Arrange the following solutions in the decreasing order of pOH:
(A) 0.01 M HCl
(B) 0.01 M NaOH
(C) 0.01 M $$\text{CH}_3\text{COONa}$$
(D) 0.01 M NaCl

First recall the definition of pOH: $$\text{pOH} = -\log[\text{OH}^-]$$. A larger numerical pOH means a smaller concentration of hydroxide ions.

We examine each 0.01 M solution one by one.

(A) 0.01 M HCl

HCl is a strong acid, so it dissociates completely: $$\text{HCl} \rightarrow \text{H}^+ + \text{Cl}^-$$

This gives $$[\text{H}^+] = 0.01\ \text{M} = 10^{-2}\ \text{M}$$.

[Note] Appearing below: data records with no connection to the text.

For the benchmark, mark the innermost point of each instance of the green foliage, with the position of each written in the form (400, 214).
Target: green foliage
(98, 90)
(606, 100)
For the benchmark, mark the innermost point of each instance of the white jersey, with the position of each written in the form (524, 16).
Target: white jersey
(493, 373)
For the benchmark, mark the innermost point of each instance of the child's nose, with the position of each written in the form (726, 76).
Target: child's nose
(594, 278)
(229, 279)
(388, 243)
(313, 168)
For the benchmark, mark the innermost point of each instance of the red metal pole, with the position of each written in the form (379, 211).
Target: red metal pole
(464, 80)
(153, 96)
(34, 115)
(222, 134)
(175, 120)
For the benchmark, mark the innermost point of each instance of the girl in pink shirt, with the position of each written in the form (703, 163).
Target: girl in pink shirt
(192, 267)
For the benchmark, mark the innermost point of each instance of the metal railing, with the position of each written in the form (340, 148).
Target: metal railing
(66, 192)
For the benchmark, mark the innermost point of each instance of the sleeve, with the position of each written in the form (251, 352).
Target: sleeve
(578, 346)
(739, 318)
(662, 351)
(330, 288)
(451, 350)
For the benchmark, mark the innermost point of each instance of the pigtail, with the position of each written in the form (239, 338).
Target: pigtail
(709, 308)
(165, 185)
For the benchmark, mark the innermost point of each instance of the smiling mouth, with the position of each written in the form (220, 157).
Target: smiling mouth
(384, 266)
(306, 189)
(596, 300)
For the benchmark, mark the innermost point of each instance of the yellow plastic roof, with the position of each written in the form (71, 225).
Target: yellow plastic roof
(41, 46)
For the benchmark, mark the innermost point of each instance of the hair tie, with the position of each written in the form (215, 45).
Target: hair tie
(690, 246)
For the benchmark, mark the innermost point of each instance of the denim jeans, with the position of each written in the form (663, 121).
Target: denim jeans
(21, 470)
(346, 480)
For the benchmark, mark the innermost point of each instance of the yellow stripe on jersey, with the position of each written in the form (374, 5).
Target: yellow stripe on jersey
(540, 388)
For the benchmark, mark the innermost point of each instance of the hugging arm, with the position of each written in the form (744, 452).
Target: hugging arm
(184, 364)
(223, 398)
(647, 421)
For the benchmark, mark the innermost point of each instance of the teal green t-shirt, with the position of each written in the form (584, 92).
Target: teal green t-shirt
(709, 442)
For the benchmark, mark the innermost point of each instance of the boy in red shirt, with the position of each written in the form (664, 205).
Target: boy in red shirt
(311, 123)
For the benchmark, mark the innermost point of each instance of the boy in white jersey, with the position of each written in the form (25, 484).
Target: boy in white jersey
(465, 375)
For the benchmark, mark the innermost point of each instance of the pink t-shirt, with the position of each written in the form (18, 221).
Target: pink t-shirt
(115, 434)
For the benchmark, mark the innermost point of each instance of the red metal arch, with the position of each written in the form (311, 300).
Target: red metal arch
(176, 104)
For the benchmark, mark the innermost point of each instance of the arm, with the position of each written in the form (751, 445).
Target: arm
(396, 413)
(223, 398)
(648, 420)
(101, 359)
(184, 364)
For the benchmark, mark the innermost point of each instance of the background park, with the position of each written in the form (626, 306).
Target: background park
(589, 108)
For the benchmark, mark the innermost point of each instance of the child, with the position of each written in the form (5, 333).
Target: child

Using the ionic product of water $$K_w = [\text{H}^+][\text{OH}^-] = 1.0 \times 10^{-14},$$ we write

$$[\text{OH}^-] = \frac{K_w}{[\text{H}^+]} = \frac{1.0 \times 10^{-14}}{10^{-2}} = 1.0 \times 10^{-12}\ \text{M}.$$

Hence $$\text{pOH}_A = -\log(1.0 \times 10^{-12}) = 12.$$

(B) 0.01 M NaOH

NaOH is a strong base, so it dissociates completely: $$\text{NaOH} \rightarrow \text{Na}^+ + \text{OH}^-$$

This gives $$[\text{OH}^-] = 0.01\ \text{M} = 10^{-2}\ \text{M}.$$

Therefore $$\text{pOH}_B = -\log(10^{-2}) = 2.$$

(C) 0.01 M CH$$_3$$COONa

CH$$_3$$COONa is a salt of a weak acid (CH$$_3$$COOH) and a strong base (NaOH). Only the acetate ion undergoes hydrolysis:

$$\text{CH}_3\text{COO}^- + \text{H}_2\text{O} \rightleftharpoons \text{CH}_3\text{COOH} + \text{OH}^-$$

The base-hydrolysis constant is obtained from $$K_b = \frac{K_w}{K_a}.$$ Using $$K_w = 1.0 \times 10^{-14}$$ and $$K_a(\text{CH}_3\text{COOH}) = 1.8 \times 10^{-5},$$

$$K_b = \frac{1.0 \times 10^{-14}}{1.8 \times 10^{-5}} = 5.56 \times 10^{-10}.$$

For a weak base of concentration $$C$$ the hydroxide-ion concentration is $$[\text{OH}^-] = \sqrt{K_b\,C}.$$ Putting $$C = 0.01\ \text{M} = 1.0 \times 10^{-2}\ \text{M},$$

$$[\text{OH}^-] = \sqrt{5.56 \times 10^{-10} \times 1.0 \times 10^{-2}} = \sqrt{5.56 \times 10^{-12}}.$$

Break the square root into mantissa and power:

$$\sqrt{5.56} \approx 2.36,\qquad \sqrt{10^{-12}} = 10^{-6}.$$

So $$[\text{OH}^-] = 2.36 \times 10^{-6}\ \text{M}.$$

Now

$$\text{pOH}_C = -\log(2.36 \times 10^{-6}) = -( \log 2.36 + \log 10^{-6} ) = -(0.373 - 6) = 5.627 \approx 5.63.$$

(D) 0.01 M NaCl

NaCl is the salt of a strong acid and a strong base; its aqueous solution is neutral. Thus

$$[\text{OH}^-] = 1.0 \times 10^{-7}\ \text{M}, \qquad \text{pOH}_D = 7.$$

We now list the four pOH values:

$$(A): 12, \quad (D): 7, \quad (C): 5.63, \quad (B): 2.$$

Since we must arrange them in decreasing order (largest pOH first), we get

$$(A) \gt (D) \gt (C) \gt (B).$$

Hence, the correct answer is Option B.